Kumi was lying there silently. She was dressed in a white robe, and had hanging over her the pink kimono worn by the head woman of the inn. Yasuo must have just moved from her side, as his hand was still gripping the white cloth that would normally cover the face of the dead. Her mother Michiko was not there.

Hirai sat down and peered at Kumi’s face. So peaceful was it that it looked like she was merely sleeping. As Hirai gently touched her face, she whispered, Thank God. If her face had been badly cut in the accident, her body would have been laid in the coffin and wrapped up like a mummy. This is what was running through her mind as she looked at Kumi’s pretty face. The thought had been troubling her, having heard that Kumi collided head on with a truck. Her father, Yasuo, kept gazing out at the courtyard garden.
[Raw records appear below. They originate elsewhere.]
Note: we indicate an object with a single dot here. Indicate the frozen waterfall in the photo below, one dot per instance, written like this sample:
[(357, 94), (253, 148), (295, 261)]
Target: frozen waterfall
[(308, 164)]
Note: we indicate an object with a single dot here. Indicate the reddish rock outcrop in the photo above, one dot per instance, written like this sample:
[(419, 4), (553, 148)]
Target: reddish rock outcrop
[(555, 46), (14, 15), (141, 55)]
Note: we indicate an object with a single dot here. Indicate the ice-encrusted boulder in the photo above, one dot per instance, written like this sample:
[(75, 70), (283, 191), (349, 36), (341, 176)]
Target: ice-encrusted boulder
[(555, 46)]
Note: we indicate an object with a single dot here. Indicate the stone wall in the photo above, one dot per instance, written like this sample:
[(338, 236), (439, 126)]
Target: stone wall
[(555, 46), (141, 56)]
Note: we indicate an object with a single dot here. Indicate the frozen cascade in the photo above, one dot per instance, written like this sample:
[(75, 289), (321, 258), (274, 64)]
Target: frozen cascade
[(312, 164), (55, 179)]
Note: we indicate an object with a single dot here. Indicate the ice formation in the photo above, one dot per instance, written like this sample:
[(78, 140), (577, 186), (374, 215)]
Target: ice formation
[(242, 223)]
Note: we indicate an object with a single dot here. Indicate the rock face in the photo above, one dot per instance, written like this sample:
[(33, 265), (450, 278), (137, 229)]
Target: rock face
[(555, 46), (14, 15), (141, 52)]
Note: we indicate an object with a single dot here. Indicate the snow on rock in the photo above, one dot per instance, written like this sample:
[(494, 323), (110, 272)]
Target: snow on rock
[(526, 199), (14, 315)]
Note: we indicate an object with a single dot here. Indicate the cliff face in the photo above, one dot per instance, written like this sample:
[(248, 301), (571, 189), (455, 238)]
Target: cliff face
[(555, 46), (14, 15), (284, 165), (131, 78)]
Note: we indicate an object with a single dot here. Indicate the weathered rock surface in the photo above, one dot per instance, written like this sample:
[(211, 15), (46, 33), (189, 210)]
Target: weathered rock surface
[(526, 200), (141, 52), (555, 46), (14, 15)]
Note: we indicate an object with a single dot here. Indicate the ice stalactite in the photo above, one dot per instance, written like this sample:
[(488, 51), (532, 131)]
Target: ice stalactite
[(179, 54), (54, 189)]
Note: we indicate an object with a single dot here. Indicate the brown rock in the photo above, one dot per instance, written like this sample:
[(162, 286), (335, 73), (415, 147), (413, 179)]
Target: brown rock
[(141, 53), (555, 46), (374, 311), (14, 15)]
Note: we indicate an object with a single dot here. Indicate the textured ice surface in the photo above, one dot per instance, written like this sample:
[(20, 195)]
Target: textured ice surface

‘Father…’ Hirai called out in a stilted voice to Yasuo’s back.

It was to be her first conversation with her father since she left home thirteen years ago.

But Yasuo remained seated with his back to her, his only response being a sniffle. Hirai looked at Kumi’s face a while longer, then slowly rose and quietly left the room.

She went into Sendai town, where preparations for the Tanabata Festival were under way. With curlers still in her hair, she trudged around until dusk, still in her slippers and camisole. She bought something to wear to the funeral and found a hotel.

At the funeral the next day, she saw her mother Michiko putting on a brave face alongside her father, who had broken down in tears. Rather than sitting in the row of seats for the family, she sat with the rest of the mourners. Just once she made eye contact with her mother, but no words passed between them. The funeral went smoothly. Hirai offered incense, but left without speaking to anyone.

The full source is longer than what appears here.